A Democrat close to the White House said Specter seemed to have stabilized over the weekend and that while it might have been true a week ago that the administration was sure he'd lose, "I'm not sure it's true today."
"It comes down to who can get their people to the polls, and my gut would be with Sestak," the Democrat told me in an interview. "But Arlen Specter has won a lot of races in that state he had no business winning."
The source said Specter has long established relationships with the Democratic establishment, especially in Philadelphia. That's one reason he was always able to win tough general election campaigns in the perennial battleground state.
The Democrat close to the White House warned against drawing an "anti-establishment" conclusion from a potential Specter loss. "Given the fact that the most effective ads were the ones that Sestak ran with Bush, I don't know how you can say this is an anti-Obama vote," the source said.
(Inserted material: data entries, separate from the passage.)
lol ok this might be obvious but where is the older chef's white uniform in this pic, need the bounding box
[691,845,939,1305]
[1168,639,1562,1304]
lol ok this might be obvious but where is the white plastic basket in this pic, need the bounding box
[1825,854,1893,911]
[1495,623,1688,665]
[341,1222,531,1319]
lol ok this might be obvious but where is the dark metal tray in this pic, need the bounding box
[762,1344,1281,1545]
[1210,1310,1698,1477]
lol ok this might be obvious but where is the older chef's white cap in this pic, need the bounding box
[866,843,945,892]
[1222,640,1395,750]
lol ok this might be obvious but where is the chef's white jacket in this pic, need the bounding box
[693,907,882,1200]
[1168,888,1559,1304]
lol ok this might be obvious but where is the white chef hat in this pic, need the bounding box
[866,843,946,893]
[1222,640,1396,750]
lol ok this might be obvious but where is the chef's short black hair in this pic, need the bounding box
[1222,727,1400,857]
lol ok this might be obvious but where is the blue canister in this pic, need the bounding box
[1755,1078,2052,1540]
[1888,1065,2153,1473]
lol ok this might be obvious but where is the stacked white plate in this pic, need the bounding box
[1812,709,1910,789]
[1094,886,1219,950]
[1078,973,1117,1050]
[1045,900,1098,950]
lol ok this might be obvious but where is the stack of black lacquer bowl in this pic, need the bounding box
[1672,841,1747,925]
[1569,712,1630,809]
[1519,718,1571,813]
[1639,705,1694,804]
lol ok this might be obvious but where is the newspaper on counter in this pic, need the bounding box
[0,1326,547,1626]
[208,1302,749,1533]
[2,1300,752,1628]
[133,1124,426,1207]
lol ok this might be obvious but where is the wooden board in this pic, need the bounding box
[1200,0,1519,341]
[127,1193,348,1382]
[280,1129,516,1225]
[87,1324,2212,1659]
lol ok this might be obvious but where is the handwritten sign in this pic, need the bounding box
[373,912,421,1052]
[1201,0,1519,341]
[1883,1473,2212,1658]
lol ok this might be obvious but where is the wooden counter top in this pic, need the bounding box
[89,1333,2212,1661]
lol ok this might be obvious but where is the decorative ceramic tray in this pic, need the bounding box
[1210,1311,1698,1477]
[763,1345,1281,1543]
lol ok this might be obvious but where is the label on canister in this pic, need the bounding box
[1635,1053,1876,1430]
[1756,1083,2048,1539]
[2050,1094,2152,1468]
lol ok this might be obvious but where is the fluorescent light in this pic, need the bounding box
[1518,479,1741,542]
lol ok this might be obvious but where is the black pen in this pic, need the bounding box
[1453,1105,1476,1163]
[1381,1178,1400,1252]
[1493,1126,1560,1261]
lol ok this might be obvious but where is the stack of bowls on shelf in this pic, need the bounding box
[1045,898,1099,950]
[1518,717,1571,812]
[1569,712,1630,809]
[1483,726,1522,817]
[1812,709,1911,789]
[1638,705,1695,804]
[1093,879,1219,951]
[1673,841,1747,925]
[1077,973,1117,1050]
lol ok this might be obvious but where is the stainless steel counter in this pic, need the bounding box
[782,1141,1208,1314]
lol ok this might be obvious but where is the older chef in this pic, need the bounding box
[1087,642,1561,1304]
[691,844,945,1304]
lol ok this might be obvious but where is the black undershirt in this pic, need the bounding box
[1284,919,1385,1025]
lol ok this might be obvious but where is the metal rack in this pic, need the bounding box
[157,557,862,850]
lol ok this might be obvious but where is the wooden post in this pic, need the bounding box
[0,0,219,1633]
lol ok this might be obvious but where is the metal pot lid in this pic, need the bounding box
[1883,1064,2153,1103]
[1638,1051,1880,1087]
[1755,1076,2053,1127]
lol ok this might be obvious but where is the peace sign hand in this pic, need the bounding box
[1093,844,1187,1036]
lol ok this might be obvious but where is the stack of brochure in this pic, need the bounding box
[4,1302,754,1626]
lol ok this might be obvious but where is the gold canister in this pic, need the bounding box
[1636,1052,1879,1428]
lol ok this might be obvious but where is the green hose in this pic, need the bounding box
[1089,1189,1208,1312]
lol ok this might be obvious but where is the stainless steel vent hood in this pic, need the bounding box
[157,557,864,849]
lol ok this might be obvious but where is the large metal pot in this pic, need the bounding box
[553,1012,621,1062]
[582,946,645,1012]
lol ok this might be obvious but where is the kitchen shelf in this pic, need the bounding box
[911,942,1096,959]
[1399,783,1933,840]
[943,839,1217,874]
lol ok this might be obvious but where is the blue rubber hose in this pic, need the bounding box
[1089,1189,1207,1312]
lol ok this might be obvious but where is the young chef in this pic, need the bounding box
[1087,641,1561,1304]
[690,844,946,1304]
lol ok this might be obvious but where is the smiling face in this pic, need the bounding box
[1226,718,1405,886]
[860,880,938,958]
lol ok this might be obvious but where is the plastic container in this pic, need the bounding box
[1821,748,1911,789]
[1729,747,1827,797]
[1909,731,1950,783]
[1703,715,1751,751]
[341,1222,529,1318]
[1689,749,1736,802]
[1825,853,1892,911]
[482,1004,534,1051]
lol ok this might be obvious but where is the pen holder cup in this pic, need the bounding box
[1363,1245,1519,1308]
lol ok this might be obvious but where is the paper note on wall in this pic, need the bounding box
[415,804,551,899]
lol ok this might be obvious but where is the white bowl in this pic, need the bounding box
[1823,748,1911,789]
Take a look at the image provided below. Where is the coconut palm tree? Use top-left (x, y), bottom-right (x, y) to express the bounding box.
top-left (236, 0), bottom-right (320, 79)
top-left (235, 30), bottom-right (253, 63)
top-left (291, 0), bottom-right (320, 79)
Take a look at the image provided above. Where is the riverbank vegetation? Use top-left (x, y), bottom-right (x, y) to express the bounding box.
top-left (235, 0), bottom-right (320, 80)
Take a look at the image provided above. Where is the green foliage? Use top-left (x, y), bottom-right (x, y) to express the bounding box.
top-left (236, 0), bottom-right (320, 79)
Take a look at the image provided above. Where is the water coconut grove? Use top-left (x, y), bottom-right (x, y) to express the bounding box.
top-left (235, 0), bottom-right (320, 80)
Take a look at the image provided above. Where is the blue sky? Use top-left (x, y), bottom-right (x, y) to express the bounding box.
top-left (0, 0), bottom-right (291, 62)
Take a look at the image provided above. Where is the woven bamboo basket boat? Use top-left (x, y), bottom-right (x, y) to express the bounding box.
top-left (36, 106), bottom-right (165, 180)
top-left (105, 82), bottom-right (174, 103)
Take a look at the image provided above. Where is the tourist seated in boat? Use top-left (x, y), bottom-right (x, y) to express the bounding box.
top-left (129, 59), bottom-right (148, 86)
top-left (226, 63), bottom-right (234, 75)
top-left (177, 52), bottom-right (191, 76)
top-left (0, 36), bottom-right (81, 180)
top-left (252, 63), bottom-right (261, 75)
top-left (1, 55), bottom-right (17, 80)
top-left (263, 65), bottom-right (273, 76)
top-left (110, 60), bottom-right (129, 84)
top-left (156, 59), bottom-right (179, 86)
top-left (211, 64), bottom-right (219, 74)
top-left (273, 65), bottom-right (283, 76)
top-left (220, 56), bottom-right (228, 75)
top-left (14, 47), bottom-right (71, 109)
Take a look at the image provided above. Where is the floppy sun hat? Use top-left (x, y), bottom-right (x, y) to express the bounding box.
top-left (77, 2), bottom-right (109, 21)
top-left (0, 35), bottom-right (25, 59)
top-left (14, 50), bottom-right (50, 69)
The Republicans, meanwhile, had to shift their strategy in recent days when it seemed more and more likely that Sestak, not Specter, would face Toomey in the general election this fall. Friday afternoon the Toomey camp put out several hits on Sestak, calling him "too extreme" for the Keystone State and using his endorsement from MoveOn.org as an example.
"The Bush ad was effective and it really flaunted the opportunism of Senator Specter," Toomey spokesman Tim Kelly told me in an interview. He said their camp thinks Specter may still win but that the ad was a major blow to an already damaged incumbent in a tough year for Washington insiders.
For all of Specter's recent troubles, White House sources still say a last minute surge from the reliable Democratic machine, especially in Philadelphia, could push the final votes into the Specter column.
Still, President Obama and Vice President Joe Biden aren't taking the last-minute risk of campaigning in person for the embattled Specter. Obama has recorded robo-calls and did a get-out-the-vote call with Pennsylvania Democrats Friday afternoon to "rally the base," the White House aide told me. Obama also is featured in Specter's closing television and radio ads airing today.
The Democratic National Committee's Organizing for America sent an email asking for phone banking volunteers on Friday night which noticeably didn't mention a candidate's name. Instead, it notes that, "The stakes of this election are high: ensuring that allies of the President are elected in the House and Senate to fight for change." (Democrats say that's to help get-out-the-vote for both the Senate race and the special House election in PA-12.) OFA introduced Specter to its volunteers in a conference call earlier this year, and the president and vice president have penned emails to generate support for Specter.
Some Democrats have snarked that Specter hasn't run the best campaign, saying that the senator makes Martha Coakley's failed campaign in Massachusetts this January look brilliant. For example, he used a coroner to defend against a television ad just as his rival is using words like "fresh" and "new" to remind voters that he's 80.
An event with Biden failed to attract a large crowd and Pennsylvania sources have told us that the Specter campaign events have less energy than the Sestak rallies.